Nadie podía ver aquellas lágrimas derramándose y mimetizándose con las del cielo
[¿Es acaso que estamos tan cegados como para ver como el cielo sangra lentamente?]
A paso lento seguía mi rumbo, sin mirar sin observar…solo caminaba por caminar….
[¿Qué estas esperando para correr y refugiarte?]
Poco a poco la lluvia cesaba…la gente dejaba sus paraguas y todos aquellos implementos que los cubrían.
Caminaba… seguía caminando como si nada ocurriese, como si nada cambiase
[¿Estamos controlados por un destino?]
Llegué a mi casa, a mi refugio. Me quite el abrigo y la bufanda, las deje sobre un sillón y me dirigí a la cocina. Busque algo para comer, pero preferí no comerlo Decidí bañarme pero ya estaba muy empapado ¿para que mojarme más?
Me cambie la ropa húmeda, seque un poco mi cabello, me senté en el sillón, encendí el televisor y con desgano vi la programación rato después me quede dormido, no soñé, solo dormí. Desperté con el sonido del teléfono, con curiosidad levante el auricular y fingiendo desinterés dije “Aló” el cuál resulto ser un número equivocado.

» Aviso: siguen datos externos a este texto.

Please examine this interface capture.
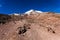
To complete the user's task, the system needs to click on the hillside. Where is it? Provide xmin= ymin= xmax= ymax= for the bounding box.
xmin=0 ymin=11 xmax=60 ymax=40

[¿La monotonía juega con tu voluntad?]
Ya casi terminando el día me dispuse a cenar ¿Qué había? Solo lo que no quise almorzar. Sin deseos de probar aquella repugnante comida de hace dos días mejor Salí por algo de comer, visite varios lugares hasta encontrar un que estuviese vacío
Me senté en la barra, pedí algo barato… algo que simplemente saciase mi hambre. Cuando terminaba de comer a mi lado se sentó una mujer con la ropa sucia y la cara algo maltratada. Trate de no mirarla, de fingir desinterés, pero algo en ella llamaba mi atención. Al ver que aquella mujer estaba por irse me dispuse a seguirla cautelosamente, debía saberlo... ¿Por qué llamaba tanto mi atención? La mujer no caminó mucho hasta llegar a un desvencijado edificio, no pude ver bien a que número de departamento entraba, pero vivía ahí… Ahí en ese mismo lugar, en un lugar no muy apartado de mi casa, mi corazón dio un vuelco ¿comería ella siempre ahí o como yo era la primera vez que iba?
Todos los días siguientes fui a aquel lugar, no por hambre... ni porque la comida fuese deliciosa... solo esperaba verla, cada día, a cada momento se incrementaban más mis deseos de verla, poco a poco ya no solo iba a aquel negocio para encontrarla, sino que iba regularmente a su edificio por si ella aparecía… pero ella… jamás apareció.
Parecía que enloquecería, no podía apartarla de mi mente. Cuando caminaba por las calles repletas de gente creía verla en todos los rostros femeninos que pasaban cerca mio ¿Qué sucedía… estaba enamorado o completamente obsesionado?
Poco a poco mi cuerpo fue sufriendo el desgaste de mi mala alimentación y de mi falta de horas de sueño, pero eso no fue algo que realmente me importase… sin ella ¿de que me servia?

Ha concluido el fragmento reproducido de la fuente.